Requirements and Responsibilities of an Executor

Mar 02

When someone passes away, the fate of their life accumulations lands essentially in the hands of one person: the executor of their will. Problems that can arise when honoring a will and managing estate. Because of this, Chicago probate lawyers often hope that the will appoints a capable executor.

To be determined an “appropriate” personal representative for a will, you have to posses one of the following factors: over 18 and the decedent’s spouse, adult child, parent, or sibling, a person entitled to property of the decedent, or the person who was named as personal representative by the will.

Once identified, the executor is responsible for properly managing the will.
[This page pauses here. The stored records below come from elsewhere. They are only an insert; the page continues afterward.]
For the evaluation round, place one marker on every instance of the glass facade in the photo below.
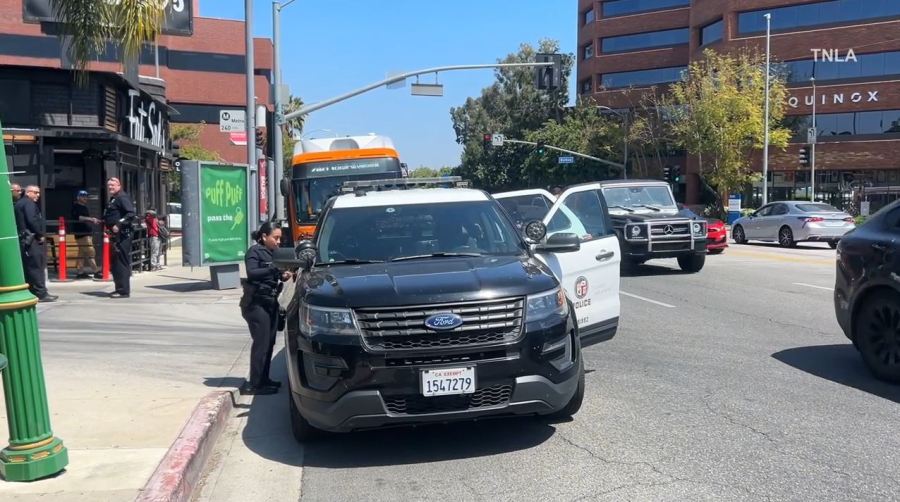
(648, 40)
(642, 77)
(623, 7)
(878, 64)
(712, 32)
(817, 14)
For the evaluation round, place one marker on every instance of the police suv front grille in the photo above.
(403, 328)
(495, 395)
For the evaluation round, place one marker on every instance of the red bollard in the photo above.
(105, 256)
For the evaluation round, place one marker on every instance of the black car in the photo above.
(867, 291)
(427, 305)
(649, 225)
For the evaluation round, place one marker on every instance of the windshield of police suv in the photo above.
(385, 233)
(638, 199)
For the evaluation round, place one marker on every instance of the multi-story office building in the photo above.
(635, 44)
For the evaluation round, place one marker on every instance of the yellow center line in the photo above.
(776, 257)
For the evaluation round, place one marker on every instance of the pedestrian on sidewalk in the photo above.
(152, 223)
(119, 218)
(30, 225)
(259, 307)
(83, 231)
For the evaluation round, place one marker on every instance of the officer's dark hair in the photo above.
(266, 229)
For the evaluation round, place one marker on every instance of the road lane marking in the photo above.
(661, 304)
(812, 286)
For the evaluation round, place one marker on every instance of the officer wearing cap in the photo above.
(119, 220)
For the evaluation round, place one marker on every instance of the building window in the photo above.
(588, 51)
(587, 86)
(623, 7)
(878, 64)
(817, 14)
(649, 40)
(641, 78)
(712, 32)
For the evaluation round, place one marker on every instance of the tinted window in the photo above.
(647, 40)
(712, 32)
(642, 77)
(815, 14)
(385, 233)
(622, 7)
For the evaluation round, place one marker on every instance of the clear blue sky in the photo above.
(334, 46)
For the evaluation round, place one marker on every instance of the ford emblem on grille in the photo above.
(443, 322)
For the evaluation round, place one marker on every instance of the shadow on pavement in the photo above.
(841, 364)
(268, 434)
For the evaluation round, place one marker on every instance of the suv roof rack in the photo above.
(360, 187)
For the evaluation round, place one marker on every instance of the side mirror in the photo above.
(560, 243)
(535, 231)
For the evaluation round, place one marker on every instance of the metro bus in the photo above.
(321, 166)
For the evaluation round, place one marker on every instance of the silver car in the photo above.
(790, 222)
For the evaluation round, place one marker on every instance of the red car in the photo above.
(716, 236)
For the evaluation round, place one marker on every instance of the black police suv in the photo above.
(867, 291)
(426, 305)
(648, 224)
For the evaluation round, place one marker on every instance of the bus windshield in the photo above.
(316, 182)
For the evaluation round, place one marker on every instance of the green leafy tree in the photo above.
(513, 106)
(717, 114)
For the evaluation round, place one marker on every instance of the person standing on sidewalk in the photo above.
(119, 218)
(259, 307)
(84, 236)
(152, 223)
(30, 225)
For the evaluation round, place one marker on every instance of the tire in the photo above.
(300, 428)
(692, 263)
(876, 333)
(574, 404)
(786, 237)
(738, 235)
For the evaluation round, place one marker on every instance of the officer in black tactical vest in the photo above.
(119, 218)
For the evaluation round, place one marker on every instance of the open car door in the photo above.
(590, 276)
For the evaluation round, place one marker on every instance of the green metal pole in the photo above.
(33, 451)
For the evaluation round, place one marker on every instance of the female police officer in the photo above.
(259, 307)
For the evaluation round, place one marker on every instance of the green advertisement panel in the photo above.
(223, 213)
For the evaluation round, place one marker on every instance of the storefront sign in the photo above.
(838, 98)
(223, 213)
(146, 121)
(179, 14)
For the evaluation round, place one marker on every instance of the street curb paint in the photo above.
(179, 471)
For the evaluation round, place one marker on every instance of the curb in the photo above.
(180, 469)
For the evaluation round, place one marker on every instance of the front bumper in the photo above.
(341, 387)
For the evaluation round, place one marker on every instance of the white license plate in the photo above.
(448, 381)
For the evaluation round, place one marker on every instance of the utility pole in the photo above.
(33, 451)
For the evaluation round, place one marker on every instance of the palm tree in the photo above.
(90, 23)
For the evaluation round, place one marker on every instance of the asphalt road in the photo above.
(732, 384)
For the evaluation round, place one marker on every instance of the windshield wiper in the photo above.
(351, 261)
(438, 255)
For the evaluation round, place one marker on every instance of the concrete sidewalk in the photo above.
(123, 375)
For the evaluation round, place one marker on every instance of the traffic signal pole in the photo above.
(33, 451)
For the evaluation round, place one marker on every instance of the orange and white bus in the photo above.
(321, 166)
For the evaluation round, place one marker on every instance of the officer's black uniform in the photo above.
(259, 306)
(120, 212)
(30, 225)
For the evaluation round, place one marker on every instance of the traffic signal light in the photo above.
(548, 77)
(804, 156)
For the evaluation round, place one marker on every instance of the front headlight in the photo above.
(327, 321)
(543, 305)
This includes “Distributing assets according to the will, maintaining property until the estate is settled, paying bills for the estate, paying taxes on the estate, [and] making court appearances for the estate.” Overall, these encompass controlling the estate as a whole, and trickle all the way down to settling what beneficiaries receive certain objects of the decedent.

It is important for an executor to uphold a will so that beneficiaries don’t dispute the estate, to protect the estate, avoid tax liabilities, and other factors. Estate litigation can be testy when the legitimacy of a will is contested, or beneficiaries argue over its content and outcome. Personal representatives aim to uphold the will and secure the welfare of the decedent’s legacy.

Becoming an executor entails a weighted responsibility. However, honoring the estate of someone who has passed away is necessary and rewarding. Deciphering elements of probate litigation can be confusing, however adept lawyers are equipped to swiftly provide aid.